The formulation and implementation of monetary policy is an independent matter for the European Central Bank (ECB) and, as the Deputy is aware, the ECB has increased official interest rates over recent months as it attempts to combat inflation. 

The level of official interest rates influences the overall level of interest rates throughout the economy.  However, the setting of retail lending rates by individual lenders is a commercial matter for that lender and I have no function or role in such decision making matters by financial institutions. 

Despite this, there are a number of measures are in place to support households facing rising interest rates.  In particular, the Central Bank has introduced a number of increased protections for variable rate mortgage holders which can which help mortgage holders identify lower cost mortgage options. 

Firstly it made changes to the Consumer Protection Code to require mortgage creditors to explain to borrowers how their non tracker variable interest rates have been set and to clearly identify the factors which may result in changes to variable interest rates. 

Secondly, it also increased the level of information lenders are required to provide their customers including where there is a possibility for the borrower to move to a lower ‘loan to value’ interest rate band and signpost the borrower to the Competition and Consumer Protection Commission's mortgage switching tool.

More recently, the Central Bank wrote to all regulated firms last November to set out its expectations on how regulated firms should support their customers.  With respect to mortgages, the Central Bank is especially focused on ensuring that firms have the resources and arrangements in place to assess applications from existing and new or switching borrowers in a manner that is timely and based on prudent lending standards applied consistently across all applicants.

Further, as the Deputy is aware, Budget 2023 contained many measures to assist families with the increased cost of living.
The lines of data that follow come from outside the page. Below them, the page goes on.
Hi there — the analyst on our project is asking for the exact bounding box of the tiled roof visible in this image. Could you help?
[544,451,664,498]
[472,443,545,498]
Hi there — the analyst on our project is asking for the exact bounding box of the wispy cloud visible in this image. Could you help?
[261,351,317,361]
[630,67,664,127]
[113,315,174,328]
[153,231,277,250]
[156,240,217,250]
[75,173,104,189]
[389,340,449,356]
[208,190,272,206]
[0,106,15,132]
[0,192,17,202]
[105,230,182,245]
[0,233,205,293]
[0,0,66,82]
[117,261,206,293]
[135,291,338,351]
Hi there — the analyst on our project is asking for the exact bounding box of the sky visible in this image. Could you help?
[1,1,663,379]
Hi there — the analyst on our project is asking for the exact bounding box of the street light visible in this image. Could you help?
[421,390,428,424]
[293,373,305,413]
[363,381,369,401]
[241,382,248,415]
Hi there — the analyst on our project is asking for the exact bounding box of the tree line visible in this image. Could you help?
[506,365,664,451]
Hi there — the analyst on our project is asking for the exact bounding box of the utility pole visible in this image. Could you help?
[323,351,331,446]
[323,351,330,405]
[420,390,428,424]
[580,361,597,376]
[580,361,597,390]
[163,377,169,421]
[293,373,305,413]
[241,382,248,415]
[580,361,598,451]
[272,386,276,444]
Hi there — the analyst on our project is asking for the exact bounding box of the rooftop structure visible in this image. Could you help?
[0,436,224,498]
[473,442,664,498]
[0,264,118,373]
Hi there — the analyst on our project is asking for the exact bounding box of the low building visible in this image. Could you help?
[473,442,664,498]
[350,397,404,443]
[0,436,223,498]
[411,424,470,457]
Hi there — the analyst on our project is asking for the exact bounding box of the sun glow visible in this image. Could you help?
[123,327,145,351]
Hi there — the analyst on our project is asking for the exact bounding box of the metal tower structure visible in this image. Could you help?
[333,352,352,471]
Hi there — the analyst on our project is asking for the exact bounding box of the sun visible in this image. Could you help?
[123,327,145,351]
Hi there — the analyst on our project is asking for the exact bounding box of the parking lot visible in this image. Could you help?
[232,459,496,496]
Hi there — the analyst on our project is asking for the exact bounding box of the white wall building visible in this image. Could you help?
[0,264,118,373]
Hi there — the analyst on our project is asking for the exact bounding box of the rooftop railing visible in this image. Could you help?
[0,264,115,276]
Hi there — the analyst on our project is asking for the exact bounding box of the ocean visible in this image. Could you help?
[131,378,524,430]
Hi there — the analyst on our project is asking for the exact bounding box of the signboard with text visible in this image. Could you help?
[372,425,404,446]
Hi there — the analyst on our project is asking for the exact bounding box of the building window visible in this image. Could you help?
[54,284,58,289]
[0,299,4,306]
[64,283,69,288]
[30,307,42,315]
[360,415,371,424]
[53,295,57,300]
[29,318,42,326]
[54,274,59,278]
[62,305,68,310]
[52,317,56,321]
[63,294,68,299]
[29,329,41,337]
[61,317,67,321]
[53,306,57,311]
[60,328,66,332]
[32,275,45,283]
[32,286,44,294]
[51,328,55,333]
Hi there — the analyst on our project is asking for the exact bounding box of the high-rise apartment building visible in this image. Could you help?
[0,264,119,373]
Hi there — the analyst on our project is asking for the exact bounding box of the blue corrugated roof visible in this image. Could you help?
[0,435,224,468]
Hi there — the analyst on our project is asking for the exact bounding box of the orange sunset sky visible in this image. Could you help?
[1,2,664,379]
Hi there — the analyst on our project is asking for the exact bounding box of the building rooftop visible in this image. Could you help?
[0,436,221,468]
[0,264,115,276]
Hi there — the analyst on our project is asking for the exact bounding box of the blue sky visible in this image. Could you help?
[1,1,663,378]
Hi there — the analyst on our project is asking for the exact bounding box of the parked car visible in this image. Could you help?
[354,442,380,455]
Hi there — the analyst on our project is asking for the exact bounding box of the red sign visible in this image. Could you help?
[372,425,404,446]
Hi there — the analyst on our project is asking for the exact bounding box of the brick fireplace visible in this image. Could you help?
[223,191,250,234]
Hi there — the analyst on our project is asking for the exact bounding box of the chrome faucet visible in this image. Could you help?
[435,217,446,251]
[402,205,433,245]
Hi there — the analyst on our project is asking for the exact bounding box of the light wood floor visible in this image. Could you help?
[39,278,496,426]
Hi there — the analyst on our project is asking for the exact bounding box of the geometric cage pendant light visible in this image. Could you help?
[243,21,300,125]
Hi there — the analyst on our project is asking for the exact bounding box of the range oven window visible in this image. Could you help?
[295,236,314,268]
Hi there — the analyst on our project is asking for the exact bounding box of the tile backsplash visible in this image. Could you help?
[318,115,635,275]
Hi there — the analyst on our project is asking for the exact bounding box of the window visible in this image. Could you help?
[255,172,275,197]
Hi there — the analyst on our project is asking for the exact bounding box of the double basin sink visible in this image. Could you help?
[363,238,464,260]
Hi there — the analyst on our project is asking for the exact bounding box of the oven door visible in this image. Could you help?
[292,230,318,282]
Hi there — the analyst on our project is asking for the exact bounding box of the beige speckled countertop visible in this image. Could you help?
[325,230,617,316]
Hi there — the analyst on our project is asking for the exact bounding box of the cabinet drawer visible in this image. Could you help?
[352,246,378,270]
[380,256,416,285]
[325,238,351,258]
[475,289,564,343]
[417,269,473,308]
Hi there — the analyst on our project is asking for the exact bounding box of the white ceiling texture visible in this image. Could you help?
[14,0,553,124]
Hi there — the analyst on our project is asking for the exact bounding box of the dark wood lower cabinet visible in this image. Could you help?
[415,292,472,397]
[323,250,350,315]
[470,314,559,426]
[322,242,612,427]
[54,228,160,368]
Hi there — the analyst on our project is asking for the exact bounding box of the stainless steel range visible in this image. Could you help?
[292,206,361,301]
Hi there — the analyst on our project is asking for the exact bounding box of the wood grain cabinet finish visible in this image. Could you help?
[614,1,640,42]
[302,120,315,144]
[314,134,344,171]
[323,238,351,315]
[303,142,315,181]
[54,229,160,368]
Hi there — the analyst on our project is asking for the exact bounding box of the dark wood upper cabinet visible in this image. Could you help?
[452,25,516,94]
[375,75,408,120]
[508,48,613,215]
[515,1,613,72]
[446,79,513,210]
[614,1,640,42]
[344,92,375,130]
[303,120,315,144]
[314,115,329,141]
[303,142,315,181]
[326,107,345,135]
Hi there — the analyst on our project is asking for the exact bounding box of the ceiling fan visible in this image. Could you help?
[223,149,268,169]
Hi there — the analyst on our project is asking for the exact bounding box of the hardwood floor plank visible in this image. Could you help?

In addition on 21 Feb 2023, an extra €1.2 billion was provided to help households and businesses to meet cost of living increases.

I am nevertheless very aware that some borrowers will experience repayment difficulty due to the current interest rate environment and the cost of living more generally.  This is why the measures and protections contained in the Code of Conduct on Mortgage Arrears (CCMA) are important to highlight. 

The CCMA sets out the process that entities must follow when a borrower is in or facing difficulties with their mortgage payments and it states that all arrears cases must be handled sympathetically and positively by the regulated entity, with the objective at all times of assisting the borrower to meet his or her mortgage obligations. 

Also the other measures which are in place, such as the advice and supports available from MABS and other under the 'Abhaile' scheme and the personal insolvency frameworks which are delivering long term arrangements to insolvent borrowers are important and should be utilised by borrowers in mortgage difficulty. 

On the issue of capping interest rates, the Governor of the Central Bank has set out that the Bank has serious reservations at the prospect of policy interventions that seek to regulate the setting of interest rates by financial institutions.

This is grounded on the appropriate responsibility for the management of risk as a core function of the financial system; the need to ensure a competitive market for consumers; the risk of interfering with the transmission of the ECB's monetary policy transmission mechanism; and the importance of fair price formation in an open market. 

I believe that the consumer protection framework and supports available are the most appropriate means to support borrowers who are experiencing repayment difficulties due to rising interest rates. 

Whereas imposing caps on mortgage interest rates has the potential for unintended consequences for current and future mortgage holders.